The National – Friday, June 17, 2011
ALL is not well within the Department of Petroleum and Energy.
Very serious concerns pertaining to the “questionable management of petroleum licences in the country” have forced industry executives to write to Prime Minister Sir Michael Somare last year.
These concerns have deepened further this year leading to existing tenement holders feeling jittery about the future of their tenements while a flurry of new licences have been given to, in the words of one industry watcher, “all and sundry”.
This particular concern has been raised as a reason for the recent decommissioning of William Duma. A new minister is yet to be named.
The Chamber of Mines and Petroleum has written repeatedly to Sir Michael to raise its “serious concerns regarding the state of the Department of Petroleum and Energy and the questionable management of petroleum licences in the country”.
In his letter of Sept 7 last year to Sir Michael, chamber executive officer Greg Anderson said: “Since our last letter (of February that year) the situation has continued to deteriorate and significant investment is now at risk.
“The Department of Petroleum and Energy (DPE) is responsible for the management and administration of the oil and gas sector which is emerging as the most significant industry in the country.
“Apart from the PNG LNG, there are a number of other gas projects planned or proposed for gas resources in the Gulf and Western provinces as well as significant levels of exploration over much of the country.
“In its current state, the DPE will not be able to provide even basic support and administration for these developments leading to hindrances and delays.”

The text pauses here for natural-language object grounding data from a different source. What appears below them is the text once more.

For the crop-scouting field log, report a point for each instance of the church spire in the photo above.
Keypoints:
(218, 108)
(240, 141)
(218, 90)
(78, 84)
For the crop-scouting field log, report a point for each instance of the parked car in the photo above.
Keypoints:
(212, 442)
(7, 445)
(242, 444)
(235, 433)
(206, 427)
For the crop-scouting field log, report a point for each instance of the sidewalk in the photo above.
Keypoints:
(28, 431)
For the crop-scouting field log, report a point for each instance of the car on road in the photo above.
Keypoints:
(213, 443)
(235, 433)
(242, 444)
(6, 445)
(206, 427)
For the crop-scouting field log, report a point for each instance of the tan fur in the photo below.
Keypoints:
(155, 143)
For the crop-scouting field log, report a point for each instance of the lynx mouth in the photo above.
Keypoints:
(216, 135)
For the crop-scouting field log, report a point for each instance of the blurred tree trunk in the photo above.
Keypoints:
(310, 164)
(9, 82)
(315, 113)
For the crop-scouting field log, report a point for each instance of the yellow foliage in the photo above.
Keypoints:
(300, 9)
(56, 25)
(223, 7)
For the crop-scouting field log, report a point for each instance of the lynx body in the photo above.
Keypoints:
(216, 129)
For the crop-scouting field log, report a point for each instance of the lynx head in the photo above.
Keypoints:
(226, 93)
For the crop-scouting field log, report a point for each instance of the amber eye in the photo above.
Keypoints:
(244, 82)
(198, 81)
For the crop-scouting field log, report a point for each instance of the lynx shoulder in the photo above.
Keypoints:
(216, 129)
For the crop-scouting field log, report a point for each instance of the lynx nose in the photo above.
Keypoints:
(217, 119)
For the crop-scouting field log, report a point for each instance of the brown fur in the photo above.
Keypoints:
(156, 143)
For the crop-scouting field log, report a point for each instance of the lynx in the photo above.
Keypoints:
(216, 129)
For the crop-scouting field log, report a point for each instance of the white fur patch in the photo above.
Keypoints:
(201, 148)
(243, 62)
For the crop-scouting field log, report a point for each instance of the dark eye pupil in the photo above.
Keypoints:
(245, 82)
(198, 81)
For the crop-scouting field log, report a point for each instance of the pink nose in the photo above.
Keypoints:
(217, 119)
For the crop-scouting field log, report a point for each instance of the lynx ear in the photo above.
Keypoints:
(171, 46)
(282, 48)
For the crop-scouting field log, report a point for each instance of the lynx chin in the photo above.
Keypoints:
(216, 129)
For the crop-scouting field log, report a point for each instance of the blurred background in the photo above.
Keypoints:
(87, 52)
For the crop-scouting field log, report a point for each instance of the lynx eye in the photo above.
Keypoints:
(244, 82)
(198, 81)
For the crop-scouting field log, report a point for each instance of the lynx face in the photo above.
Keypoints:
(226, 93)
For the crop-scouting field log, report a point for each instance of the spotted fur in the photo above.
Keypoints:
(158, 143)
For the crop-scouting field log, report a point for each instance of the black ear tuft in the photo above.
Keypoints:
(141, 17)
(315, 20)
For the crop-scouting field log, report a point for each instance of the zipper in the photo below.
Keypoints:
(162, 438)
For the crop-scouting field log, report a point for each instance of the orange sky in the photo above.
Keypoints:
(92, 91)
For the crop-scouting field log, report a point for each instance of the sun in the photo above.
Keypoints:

The correspondence goes on to state that PNG has gained a reputation in the international oil and gas industry for “inconsistent, irregular and non-transparent management and administration of petroleum licences, categorised by inordinate delays and hindrances”.
These are not easy words to put to the prime minister of a country. That it had become necessary to do so, to not mince words, to put it to the chief executive of the land as it is, is itself indicative of the dire state the industry is in.
And this is the industry that PNG has pinned its entire hopes on.
Now, we learn that the inordinate delays have continued and become worse. We hear that applications for renewal of licences, for variations to tenements, for extensions and retentions are being delayed or entire files are being lost.
Companies such as Oil Search are said to have gone seven years without any movement on their applications to the extent that they are losing hope anything will happen.
This is Papua New Guinea’s own born and bred blue chip petroleum company. If there is anything PNG ought to be proud of, it is this Oil Search. Through Oil Search the PNG flag is being flown in many parts of the world as it gains exploration licences to explore on foreign soil.
Yet, in PNG, Oil Search is being treated like a K2 company, as dirt.
This is a national shame and that shame must be borne by none other than the department where all this nonsense is going on – petroleum and energy.
Companies like ExxonMobil, the developer of PNG’s first K15 billion liquefied natural gas project, is still awaiting some applications, we gather.
Many other companies cannot commence drilling programmes because of these intermittent delays. Drilling programmes cost up to K50 million per hole. Directors will be held liable by the company if substantial outlays of this nature do not produce any results.
Most importantly, hundreds of millions of kina, that ought
to be coming to PNG through licencing fees and other expenditure, are being held up because of the inefficiency of one department.
It is time the government took a serious look at Sir Michael’s proposal put to a Sydney conference last December to make the Department of Petroleum and Energy into a statutory authority pretty much similar to Mineral Resources Authority.
Six months on, the prime minister’s commitment is yet to bear fruit.
Acting Prime Minister Sam Abal must immediately appoint a capable ministerial head for the department so that the mess in this important area can be cleaned up.
The department, upon which the future of PNG’s economic growth and prosperity has been pinned, is itself in dire need of resuscitation and carefully managed progress.